Brigid Schulte named the cognitive load we live with as “contaminated time.” Schulte named it for working mothers; the special-ed parent lives a more concentrated version. It is the state in which a mother is technically at her desk but mentally fielding the district’s refusal to assess her child, researching legal precedent at midnight, drafting a due-process complaint before breakfast. When the enforcement apparatus is scattered across agencies, the contaminated time expands into a full-time job. You become your child’s lobbyist, your child’s legal counsel, your child’s case manager. The lateral safety net shrinks to the mothers in the same special-ed Facebook group, trading PDFs of legal precedents and sharing the names of lawyers who actually return calls.

IDEA enforcement is not an abstraction. When a family files a complaint because their child’s individualized education program has not been followed — because the speech therapy was cut, because the paraprofessional was reassigned, because the aide who knows the child’s name was not replaced — the complaint goes to OSERS staff. Those are the people being moved to a different agency. The legal obligation to enforce IDEA stays at the Education Department. The people who do the enforcing will be elsewhere.

Pope Francis named the principle IDEA was built on in Fratelli Tutti: “the same rule clearly does not apply to a disabled person, to someone born in dire poverty, to those lacking a good education and with little access to adequate health care. If a society is governed primarily by the criteria of market freedom and efficiency, there is no place for such persons.” IDEA was the federal government’s legislative acknowledgment of that truth — a promise that the market’s verdict on a disabled child would not be the final one. For fifty years the government has paid a fraction of what it authorized.

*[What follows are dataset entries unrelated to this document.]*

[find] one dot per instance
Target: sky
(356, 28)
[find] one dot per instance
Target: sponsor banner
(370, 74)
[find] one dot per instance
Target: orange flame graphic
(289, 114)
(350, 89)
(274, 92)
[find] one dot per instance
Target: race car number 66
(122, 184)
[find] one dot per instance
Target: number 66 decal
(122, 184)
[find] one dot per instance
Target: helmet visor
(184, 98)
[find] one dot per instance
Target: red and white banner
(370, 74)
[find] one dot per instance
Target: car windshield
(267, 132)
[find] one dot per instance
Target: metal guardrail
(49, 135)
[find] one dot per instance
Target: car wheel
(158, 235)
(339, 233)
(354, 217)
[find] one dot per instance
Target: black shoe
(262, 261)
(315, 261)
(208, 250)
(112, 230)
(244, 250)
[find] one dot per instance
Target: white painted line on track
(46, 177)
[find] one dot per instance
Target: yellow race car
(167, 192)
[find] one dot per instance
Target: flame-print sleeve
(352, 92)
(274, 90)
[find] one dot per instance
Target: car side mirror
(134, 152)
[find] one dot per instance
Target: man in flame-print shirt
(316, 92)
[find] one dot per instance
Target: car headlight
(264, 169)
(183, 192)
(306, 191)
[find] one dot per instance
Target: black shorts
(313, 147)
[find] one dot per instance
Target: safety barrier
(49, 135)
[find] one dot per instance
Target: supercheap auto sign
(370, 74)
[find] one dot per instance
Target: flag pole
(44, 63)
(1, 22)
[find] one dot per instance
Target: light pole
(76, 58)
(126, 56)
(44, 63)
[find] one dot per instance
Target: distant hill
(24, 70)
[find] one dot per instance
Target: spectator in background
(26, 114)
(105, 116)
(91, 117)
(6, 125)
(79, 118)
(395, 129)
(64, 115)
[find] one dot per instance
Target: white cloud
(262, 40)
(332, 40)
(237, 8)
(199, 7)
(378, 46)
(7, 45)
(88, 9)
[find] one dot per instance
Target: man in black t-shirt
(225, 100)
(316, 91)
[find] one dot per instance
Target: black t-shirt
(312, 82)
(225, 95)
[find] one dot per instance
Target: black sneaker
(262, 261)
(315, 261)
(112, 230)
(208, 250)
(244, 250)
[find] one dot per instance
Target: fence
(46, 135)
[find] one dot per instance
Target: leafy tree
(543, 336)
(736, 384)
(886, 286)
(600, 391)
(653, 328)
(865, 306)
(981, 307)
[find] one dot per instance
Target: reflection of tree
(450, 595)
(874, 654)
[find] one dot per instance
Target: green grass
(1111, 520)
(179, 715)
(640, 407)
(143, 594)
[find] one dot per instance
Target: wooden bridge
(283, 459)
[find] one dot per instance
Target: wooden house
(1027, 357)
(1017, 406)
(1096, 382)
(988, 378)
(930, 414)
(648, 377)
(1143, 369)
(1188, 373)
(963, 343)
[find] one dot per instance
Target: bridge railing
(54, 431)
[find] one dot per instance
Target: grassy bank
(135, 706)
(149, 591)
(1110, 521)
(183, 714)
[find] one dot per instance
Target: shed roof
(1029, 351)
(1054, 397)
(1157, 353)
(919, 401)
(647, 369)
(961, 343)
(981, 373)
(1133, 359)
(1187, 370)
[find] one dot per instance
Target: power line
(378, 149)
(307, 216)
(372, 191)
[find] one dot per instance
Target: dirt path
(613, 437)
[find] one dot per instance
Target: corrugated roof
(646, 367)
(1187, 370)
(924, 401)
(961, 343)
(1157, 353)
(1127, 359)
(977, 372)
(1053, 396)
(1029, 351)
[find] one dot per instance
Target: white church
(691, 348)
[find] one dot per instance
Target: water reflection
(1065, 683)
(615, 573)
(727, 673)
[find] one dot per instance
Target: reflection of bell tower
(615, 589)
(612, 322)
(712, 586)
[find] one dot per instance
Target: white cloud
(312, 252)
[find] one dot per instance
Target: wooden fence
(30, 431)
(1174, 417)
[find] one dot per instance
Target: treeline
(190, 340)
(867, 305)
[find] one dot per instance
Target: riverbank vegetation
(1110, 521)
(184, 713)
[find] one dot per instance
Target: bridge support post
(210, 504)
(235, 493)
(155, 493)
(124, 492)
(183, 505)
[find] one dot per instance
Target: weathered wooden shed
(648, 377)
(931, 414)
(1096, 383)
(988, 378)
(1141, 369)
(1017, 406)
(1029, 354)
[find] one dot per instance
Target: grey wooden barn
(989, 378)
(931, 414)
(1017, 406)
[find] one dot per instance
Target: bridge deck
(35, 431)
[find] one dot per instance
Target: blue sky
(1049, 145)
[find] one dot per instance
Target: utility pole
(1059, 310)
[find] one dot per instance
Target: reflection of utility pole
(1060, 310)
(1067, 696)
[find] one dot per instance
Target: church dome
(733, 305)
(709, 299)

Now the administration is moving the enforcement staff to a different agency and calling it streamlining.

Dorothy Day understood that the works of mercy without the works of justice are inadequate; you cannot tell a family to have faith while the state dismantles the legal mechanism designed to protect them.

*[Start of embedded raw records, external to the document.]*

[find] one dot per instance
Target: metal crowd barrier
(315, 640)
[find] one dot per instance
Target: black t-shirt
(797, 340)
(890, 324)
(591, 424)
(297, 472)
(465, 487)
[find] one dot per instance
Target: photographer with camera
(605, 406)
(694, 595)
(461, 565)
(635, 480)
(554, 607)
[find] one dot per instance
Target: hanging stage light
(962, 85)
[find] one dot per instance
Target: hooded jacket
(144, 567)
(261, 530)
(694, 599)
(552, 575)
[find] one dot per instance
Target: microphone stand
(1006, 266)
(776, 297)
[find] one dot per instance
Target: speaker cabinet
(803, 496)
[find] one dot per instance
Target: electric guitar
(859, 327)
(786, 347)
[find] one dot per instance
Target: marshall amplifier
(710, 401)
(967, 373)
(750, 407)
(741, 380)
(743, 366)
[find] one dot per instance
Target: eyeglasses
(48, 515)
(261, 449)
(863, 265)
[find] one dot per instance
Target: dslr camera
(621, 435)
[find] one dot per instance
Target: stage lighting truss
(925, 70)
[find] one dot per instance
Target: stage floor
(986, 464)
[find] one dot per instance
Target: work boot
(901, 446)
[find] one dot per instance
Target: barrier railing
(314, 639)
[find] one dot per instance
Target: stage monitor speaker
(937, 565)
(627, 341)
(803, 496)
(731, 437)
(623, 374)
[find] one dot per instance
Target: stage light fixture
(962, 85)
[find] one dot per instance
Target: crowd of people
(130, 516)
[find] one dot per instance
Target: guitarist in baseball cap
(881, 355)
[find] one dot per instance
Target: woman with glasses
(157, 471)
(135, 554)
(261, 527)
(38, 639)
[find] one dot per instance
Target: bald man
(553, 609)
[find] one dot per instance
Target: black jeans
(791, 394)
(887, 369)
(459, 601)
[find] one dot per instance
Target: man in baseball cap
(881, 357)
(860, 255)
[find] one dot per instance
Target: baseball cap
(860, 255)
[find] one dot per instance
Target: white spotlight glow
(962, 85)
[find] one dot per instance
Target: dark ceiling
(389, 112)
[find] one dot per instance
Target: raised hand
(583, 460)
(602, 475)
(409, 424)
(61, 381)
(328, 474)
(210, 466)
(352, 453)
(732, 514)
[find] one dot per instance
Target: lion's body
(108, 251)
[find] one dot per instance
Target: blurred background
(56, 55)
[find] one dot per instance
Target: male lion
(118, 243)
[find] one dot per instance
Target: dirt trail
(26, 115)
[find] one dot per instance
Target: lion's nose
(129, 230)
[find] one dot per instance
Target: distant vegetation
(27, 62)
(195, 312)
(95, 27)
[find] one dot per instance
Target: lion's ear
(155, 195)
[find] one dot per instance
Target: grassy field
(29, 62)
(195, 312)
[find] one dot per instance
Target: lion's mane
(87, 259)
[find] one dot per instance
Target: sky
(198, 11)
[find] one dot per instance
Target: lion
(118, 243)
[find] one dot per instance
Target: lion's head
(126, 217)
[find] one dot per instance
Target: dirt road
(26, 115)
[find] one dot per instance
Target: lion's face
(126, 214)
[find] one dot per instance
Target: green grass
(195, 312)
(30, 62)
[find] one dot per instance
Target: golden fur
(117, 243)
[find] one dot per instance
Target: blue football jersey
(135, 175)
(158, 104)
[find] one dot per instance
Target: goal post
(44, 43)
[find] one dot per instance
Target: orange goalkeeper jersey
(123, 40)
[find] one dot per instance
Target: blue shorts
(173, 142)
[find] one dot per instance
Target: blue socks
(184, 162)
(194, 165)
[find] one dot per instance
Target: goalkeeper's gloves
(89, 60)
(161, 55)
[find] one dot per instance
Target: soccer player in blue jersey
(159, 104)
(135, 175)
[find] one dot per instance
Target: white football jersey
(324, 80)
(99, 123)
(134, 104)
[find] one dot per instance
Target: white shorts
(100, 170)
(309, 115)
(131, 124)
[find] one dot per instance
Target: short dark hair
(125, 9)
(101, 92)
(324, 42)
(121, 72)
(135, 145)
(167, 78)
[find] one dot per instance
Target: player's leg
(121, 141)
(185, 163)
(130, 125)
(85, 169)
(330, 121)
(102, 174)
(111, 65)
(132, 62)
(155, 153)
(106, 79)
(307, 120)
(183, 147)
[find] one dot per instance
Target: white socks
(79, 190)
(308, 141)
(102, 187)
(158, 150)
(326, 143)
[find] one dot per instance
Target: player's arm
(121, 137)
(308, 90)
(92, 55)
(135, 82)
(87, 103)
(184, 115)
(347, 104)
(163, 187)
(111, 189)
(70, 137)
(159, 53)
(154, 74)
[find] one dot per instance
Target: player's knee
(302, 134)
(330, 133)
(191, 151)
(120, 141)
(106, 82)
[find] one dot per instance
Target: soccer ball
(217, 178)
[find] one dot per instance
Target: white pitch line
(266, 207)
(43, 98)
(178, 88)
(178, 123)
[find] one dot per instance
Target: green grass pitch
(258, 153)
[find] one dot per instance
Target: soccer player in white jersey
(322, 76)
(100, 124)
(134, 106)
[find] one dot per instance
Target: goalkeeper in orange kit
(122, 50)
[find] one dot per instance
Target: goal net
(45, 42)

The affirmative fix is not complicated, and it requires Congress to do its job. A federal agency can only be completely dissolved by an act of Congress; members of both chambers must use that authority to block this sham. Fully fund the Individuals with Disabilities Education Act to the forty percent originally promised. Keep the enforcement staff at the Department of Education, where the legal authority resides. Stop using administrative jargon to disguise the abandonment of the most vulnerable students in the country.

The IDEA math is the same math every family that opens a school-budget document eventually runs: a promise made, a promise broken, a gap filled with money that was never supposed to carry the whole weight. Taylor Swift wrote a song that is the only honest description of what this administration is telling families of disabled children — you’re on your own, kid. And just as the friendship bracelets became the tour’s defining artifact, families navigating IDEA have been building that lateral network for decades — the other parents, the community that holds together when the institutions walk away. They built it because the federal government was never going to show up with the money it promised. Now it is not even showing up with the people.